"A Little Princess" exquisitely re-creates the ephemeral world of childhood, an enchanted kingdom where everything, even make-believe, seems possible. Where decrees are made to be broken, save one that is inviolate: "All girls are princesses . . . even if they wear rags or are not pretty or smart." The hallmarks of a true princess, as this nourishing story teaches, are such qualities as kindness, courage and imagination.
Sarah Crewe (Liesel Matthews), the tale's spirited 10-year-old heroine, shares this wondrous information with her new classmates in a luminous adaptation of Frances Hodgson Burnett's classic novel. Unlike most distaff mythology, the film does not concern the heroine's ual awakening; it's more like the typical hero's journey described by scholar Joseph Campbell. Sarah, the adored and pampered child of a wealthy British widower, must pass a series of tests, thereby discovering her inner strengths.
The story begins in India, where Sarah has been reared on her nanny's exotic tales of Prince Rama and his beautiful wife, Princess Sita. When World War I breaks out, Sarah's father (Liam Cunningham) is called upon to serve. For her safety, the girl is sent to a stuffy New York boarding school.
Miss Minchin's School for Girls is administered by the sourpuss Miss Minchin (Eleanor Bron), a character from the same line as Mrs. Danvers in Daphne Du Maurier's "Rebecca." Miss Minchin takes an immediate dislike to the spunky heroine, who speaks better French than she does and questions her silly rules. Worse yet, Sarah introduces her classmates to tales of Lord Rama and his lady love.
Miss Minchin forbids make-believe, so the girls gather for secret storytelling sessions in Sarah's room, where the characters come to life in their vivid imaginations. And the tale of the Indian prince, drawn from the myth of Ramayana, parallels the story of Sarah's separation from her father, who is eventually lost in the European trenches. Miss Minchin can barely suppress her glee upon learning that Capt.
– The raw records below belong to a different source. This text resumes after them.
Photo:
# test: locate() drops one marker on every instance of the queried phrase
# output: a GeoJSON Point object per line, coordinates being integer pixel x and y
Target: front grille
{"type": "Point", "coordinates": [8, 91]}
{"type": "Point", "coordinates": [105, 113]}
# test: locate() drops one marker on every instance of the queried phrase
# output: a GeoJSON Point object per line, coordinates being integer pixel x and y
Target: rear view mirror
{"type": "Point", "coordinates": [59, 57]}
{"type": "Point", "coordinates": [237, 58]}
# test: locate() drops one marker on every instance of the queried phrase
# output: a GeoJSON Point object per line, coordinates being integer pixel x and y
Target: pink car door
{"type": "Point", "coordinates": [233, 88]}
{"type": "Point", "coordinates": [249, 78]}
Crewe's fate has left her young nemesis penniless.
After pulling a simple black frock from Sarah's extensive wardrobe, Miss Minchin strips the girl of her possessions, dismisses her from class and sends her to live in the attic with the black servant girl, Becky (Vanessa Lee Chester). Like Becky, Sarah is not allowed to speak with the other children and must work like a slave for bed and board. But the sisterly bond she and Becky forge is worth more than all Sarah's pretty dresses and expensive toys.
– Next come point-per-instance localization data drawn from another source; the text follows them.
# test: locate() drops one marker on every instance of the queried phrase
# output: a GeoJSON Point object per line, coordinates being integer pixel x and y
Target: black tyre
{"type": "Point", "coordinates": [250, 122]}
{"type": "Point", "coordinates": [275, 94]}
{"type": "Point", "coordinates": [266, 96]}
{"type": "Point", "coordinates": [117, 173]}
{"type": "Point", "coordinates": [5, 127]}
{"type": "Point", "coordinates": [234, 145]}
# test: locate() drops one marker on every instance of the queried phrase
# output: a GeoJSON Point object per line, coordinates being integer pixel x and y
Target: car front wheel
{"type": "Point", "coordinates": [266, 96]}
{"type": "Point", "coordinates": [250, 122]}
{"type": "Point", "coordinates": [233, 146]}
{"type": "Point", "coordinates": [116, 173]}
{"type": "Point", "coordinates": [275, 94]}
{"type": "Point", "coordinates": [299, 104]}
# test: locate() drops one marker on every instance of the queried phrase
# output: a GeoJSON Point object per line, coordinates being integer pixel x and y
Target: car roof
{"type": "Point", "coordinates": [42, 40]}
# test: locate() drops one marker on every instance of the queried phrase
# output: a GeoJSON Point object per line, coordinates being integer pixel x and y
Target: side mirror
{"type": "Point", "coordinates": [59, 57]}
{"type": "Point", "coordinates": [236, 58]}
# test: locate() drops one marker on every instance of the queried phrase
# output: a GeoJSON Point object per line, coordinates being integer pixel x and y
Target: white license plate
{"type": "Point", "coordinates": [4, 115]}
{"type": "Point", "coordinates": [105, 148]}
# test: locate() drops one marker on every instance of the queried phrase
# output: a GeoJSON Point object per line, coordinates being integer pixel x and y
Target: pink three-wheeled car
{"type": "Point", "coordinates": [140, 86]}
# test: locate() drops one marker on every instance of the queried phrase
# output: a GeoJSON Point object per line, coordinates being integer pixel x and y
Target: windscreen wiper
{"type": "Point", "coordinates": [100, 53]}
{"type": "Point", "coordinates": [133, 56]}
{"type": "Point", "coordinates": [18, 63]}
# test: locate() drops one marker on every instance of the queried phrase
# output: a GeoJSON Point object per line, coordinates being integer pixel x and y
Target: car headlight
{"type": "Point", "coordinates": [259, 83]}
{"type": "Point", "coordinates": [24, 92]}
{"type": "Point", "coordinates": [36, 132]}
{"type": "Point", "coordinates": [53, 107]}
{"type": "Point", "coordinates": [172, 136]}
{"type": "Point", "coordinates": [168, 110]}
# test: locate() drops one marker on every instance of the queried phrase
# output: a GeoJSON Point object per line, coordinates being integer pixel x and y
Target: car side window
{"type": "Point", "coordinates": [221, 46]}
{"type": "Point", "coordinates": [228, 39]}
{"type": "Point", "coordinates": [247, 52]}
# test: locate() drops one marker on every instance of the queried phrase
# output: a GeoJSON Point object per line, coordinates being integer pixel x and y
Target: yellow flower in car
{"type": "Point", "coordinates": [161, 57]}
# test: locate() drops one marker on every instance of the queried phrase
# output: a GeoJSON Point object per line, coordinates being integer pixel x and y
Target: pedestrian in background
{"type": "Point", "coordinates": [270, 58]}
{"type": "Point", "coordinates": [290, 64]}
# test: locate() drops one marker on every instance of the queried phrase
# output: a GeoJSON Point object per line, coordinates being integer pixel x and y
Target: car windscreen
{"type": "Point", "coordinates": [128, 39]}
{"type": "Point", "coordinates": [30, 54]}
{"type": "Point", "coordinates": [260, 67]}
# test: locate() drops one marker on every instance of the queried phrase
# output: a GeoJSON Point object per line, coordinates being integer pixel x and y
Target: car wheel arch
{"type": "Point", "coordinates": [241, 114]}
The screenplay, by Richard LaGravanese and Elizabeth Chandler, is melodramatic, but never sticky and always suspenseful. Despite its many elements, the story should be easily followed by most children, who are sure to relate to the loving relationship between father and daughter, the conspiratorial one between Sarah and her girlfriends, and the mystical tie that binds Sarah and Becky to an Indian manservant next door.
Director Alfonso Cuaron, a 33-year-old Mexican whose only other feature film is an AIDS comedy not widely released, leaves the festival circuit far behind with this dazzling North American debut. Cuaron approaches the film not as a fairy tale for children, but a work of magic realism. And perhaps best of all, he doesn't talk down to young folks, in the audience or in the cast. The performances are as natural as skinned knees and missing teeth.
Liesel Matthews, who played Scout in a theatrical version of "To Kill a Mockingbird" before she was cast here, brings a measure of Scout's spunk to Sarah without turning the elegant young lady into a tomboy. Not that tomboys aren't princesses too.